Proteome Discoverer 2.3 has been out for a couple of months now and I've been too busy to even talk about it(?!?) which is more than a little crazy, probably. Loads of greats new features -- but let's talk about my very favorite one -- directly measuring how well
Synchronous
Precursor
Selection (SPS) worked in your files where you used it!
After processing you've got your Peptide Spectrum(al) Match(es) so you know what (typically) b and y fragment ions truly came from your peptide of interest -- and, in your scan header, you've got the MS2 fragment windows that SPS used to acquire your ions for MS3 based quantification --
PD 2.3 integrates all this and can give you a metric of the percentage of the SPS fragments that the Fusion or Lumos decided to use that actually match the fragments that you used for your PSM! You can even set filters in your consensus where you throw out the quantification of any ions where the SPS didn't select the percentage of signal from ions that you decide is a good cutoff! REALLY concerned about that quantification accuracy? Then only keep ions where at least 90% of your quan signal came from fragments that were really your peptide!
We thought this feature was cool enough to pull a bunch of ProtoemeXchange files down and evaluate SPS accuracy.
If you're bored, there is a bioRXIV preprint with more details here (and an unfortunate figure numbering glitch that is 100% my fault (I'm dumb, sleepy, and a bad writer)-- but this is what we found -- and it's mostly normal -- with a big surprise that's made me feel more deranged than usual the last few weeks:
1) Simple samples like yeast or prefractionated samples like offline fractionated and concatenated human lysates (as long as you do a good job with the fractionation) has high levels of SPS selection accuracy. Files like this also have low levels of MS1 --> MS2 coisolation interference, so that makes sense.
2) SPS works just as well if you're doing your MS3 based quan in the ion trap or Orbitrap (MS3 -TMT6 in the ion trap still seems like a better idea than MS3-TMT6 in the Orbitrap
3) Single shot human stuff -- does not work nearly as well.
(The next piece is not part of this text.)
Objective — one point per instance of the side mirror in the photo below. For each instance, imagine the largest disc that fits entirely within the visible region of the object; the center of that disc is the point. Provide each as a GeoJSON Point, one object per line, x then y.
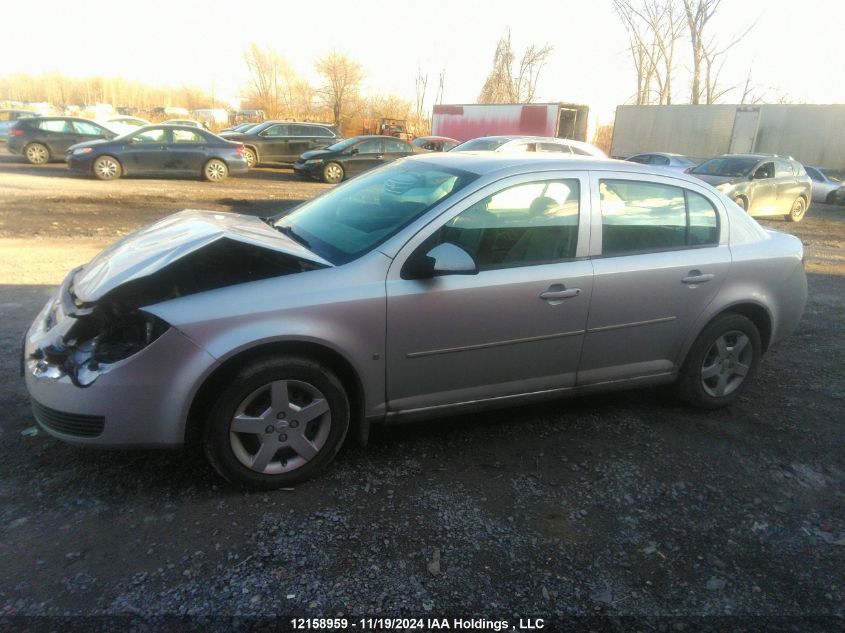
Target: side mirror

Too many times your MS2 window is a jumble of fragments from 2 or 3 different peptides originally selected from the MS1 together and SPS can't tell what your target is.
All normal stuff, right?
4) Suprise? Okay -- so -- honestly, I might just be stupid. For real. However, if you look at the MS2 coisolation interference that I consider a critical parameter when I'm doing MS2 based TMT quan and the SPS Accuracy, they don't directly correlate. Just because an ion has a friend that is right in it's retention time and m/z window and is using up it's MS/MS fragmentation window space -- like this one --
(w(inner) is the ion I want to quantify -- l(oser) is the one I don't care about. If you select any window around the w ion, you're going to get stuck with the a bunch of l fragments, right? A lot of people doing MS2 based TMT would exclude that peptide from quantification -- can't trust that value, right?
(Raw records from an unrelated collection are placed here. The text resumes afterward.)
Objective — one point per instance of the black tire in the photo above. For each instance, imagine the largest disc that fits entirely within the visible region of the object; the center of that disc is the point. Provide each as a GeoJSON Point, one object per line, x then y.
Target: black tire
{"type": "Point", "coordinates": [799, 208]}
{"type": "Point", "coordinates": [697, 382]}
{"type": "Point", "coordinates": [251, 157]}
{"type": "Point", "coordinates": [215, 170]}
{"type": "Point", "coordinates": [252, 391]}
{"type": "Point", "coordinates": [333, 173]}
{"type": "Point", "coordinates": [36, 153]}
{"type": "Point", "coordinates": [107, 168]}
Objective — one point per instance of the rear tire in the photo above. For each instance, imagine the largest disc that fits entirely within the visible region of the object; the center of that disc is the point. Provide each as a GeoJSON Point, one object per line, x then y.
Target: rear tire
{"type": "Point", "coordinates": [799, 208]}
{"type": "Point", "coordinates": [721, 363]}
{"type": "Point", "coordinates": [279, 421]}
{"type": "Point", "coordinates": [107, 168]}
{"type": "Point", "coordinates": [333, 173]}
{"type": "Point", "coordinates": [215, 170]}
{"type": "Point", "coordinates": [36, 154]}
You'd think that would be an MS/MS event where SPS would do a bad job -- and -- as best as we can tell from the 5 or so sets we tested (3 are in the preprint) there is no direct correlation between the 2 variables. Why? No idea.
What's important, though, is that we've got a new way to make sure the TMT/iTRAQ signal we're reporting for each peptide is as accurate as possible!!
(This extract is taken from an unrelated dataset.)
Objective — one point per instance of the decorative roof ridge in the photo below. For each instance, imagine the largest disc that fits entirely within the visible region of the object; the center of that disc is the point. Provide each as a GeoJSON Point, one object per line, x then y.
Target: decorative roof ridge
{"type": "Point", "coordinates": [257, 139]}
If you're doing at least 12 fractions of human stuff with concatenation and solid preMS chromatography, using an SPS filter isn't going to change very much. If you're doing single shot ultra complex stuff, using an SPS filter is going to cost you a lot of quantified peptides -- but this is the first way I've EVER seen to pick through that data and only keep the good stuff! Go PD team, go!
Now that we know how to do this, it should be pretty easy (unless the idea is trademarked and stuff, definitely check that, in case) for other programs to integrate it. The values are right there in the scan header!